First, the trivia questions.
Who was the first PSHS athlete to earn all-state honors? The answer is Ward, who earned all-state in cross country last fall when he finished sixth in the state as a freshman.
Who was the first PSHS athlete to be crowned a state champ? The answer, once again, is Ward, who was the state champ in last May’s state track and field championships. He won the 1,600-meter run.
He will be a 10th grader at Philip Simmons, but already has a resume that would get most seniors an athletic scholarship.
He competed as an eighth-grader for Hanahan High. He finished sixth in the state in Class AAA cross country and won the 1,600 run.
He competed for the Iron Horses last year and finished fourth in cross country and repeated as a state champ in the 1,600 run.
He has a chance to win five state titles in the 1,600, and that would put him in elite company.
“Oh yeah, that’s definitely a big goal,” said Ward, who also excels in the classroom with a 4.3 GPA. “To win in five state championships in one event, that’s a sick number. But that’s not the only reason it’s a goal. I know there’s someone who is always better and I can work hard to get better. I would also like to qualify for the national championships my junior and senior years.”
Ward was one of two Iron Horses to win state track titles on a mid-May day in Columbia. He ran the 1,600 in 4:19.64 to win and was fourth in the 800-meter run. Najhyjai Watson won the 400-meter dash, but her event was contested after Ward received his gold medal.
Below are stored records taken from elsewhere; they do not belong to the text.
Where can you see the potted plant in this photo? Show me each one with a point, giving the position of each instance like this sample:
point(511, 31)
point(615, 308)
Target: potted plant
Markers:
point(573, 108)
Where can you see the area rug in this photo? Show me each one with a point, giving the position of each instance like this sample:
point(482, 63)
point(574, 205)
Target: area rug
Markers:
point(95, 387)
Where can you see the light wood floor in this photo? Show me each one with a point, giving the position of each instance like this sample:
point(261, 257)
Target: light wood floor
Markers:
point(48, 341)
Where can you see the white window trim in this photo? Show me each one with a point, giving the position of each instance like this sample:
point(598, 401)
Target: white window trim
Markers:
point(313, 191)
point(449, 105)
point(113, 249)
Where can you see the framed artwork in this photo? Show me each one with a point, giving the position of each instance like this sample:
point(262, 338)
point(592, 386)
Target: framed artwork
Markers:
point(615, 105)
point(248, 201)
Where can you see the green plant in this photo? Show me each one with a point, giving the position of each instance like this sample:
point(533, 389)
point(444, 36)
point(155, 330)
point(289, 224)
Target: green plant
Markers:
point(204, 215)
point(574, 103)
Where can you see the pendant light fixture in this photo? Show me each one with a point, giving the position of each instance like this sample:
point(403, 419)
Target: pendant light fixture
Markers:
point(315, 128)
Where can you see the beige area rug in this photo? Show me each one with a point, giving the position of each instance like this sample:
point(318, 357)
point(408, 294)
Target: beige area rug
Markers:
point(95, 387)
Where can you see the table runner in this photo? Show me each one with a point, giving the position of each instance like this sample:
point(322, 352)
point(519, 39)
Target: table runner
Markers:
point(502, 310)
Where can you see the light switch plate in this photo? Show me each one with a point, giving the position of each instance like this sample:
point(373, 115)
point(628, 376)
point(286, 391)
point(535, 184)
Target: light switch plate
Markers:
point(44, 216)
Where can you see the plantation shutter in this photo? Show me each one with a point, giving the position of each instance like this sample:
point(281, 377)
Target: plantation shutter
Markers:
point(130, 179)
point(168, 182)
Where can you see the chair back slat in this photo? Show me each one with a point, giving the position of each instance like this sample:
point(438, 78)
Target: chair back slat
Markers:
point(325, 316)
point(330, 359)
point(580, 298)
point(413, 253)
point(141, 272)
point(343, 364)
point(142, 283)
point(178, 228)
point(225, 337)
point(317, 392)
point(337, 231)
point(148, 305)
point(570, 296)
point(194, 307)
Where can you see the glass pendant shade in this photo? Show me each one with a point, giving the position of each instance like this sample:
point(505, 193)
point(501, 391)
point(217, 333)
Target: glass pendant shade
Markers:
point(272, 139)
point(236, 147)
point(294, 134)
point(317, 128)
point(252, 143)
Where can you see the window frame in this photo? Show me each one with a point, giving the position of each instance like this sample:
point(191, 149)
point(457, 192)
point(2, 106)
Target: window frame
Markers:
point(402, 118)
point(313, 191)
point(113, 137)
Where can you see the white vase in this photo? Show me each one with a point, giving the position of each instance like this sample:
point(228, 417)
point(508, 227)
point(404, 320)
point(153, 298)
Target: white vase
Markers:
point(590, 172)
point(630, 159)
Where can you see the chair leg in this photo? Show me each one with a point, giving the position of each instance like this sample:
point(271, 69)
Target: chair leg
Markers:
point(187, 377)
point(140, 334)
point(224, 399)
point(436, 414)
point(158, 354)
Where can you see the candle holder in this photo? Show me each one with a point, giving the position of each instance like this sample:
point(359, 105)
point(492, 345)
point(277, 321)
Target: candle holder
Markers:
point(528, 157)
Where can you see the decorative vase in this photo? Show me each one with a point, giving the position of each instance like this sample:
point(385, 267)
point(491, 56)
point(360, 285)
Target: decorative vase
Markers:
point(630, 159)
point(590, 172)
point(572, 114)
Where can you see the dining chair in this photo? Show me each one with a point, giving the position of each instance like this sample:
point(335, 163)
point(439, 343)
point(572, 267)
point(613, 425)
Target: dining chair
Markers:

“We’re close, so I sort of joked around by saying I won mine first,” Ward said of his friendship with Watson. “But that was quite an accomplishment because she was only an eighth-grader.”
Ward said it was a different experience competing for the new Berkeley County school because it had no sports history.
“It was a little rough when we competed against teams like Hanahan and Bishop England, programs that have rich histories. Our team was really young, so I had to step up and be a leader and I was only in the eighth grade.”
But Ward could set the standard in the state as far as 1,600 runners are concerned, and that would give the Iron Horses a rich history.
But for now, he’s focused on the upcoming cross country season, which will commence later this month and conclude on a crisp November day in the Midlands.
You might see him running around Daniel Island to get ready. He’s the one who runs 50-55 miles each week to get better.
It’s too early to talk about the educational part of college, but he knows one thing.
“I want to run in college,” he said. “I want to step forward and see if I can compete nationally.”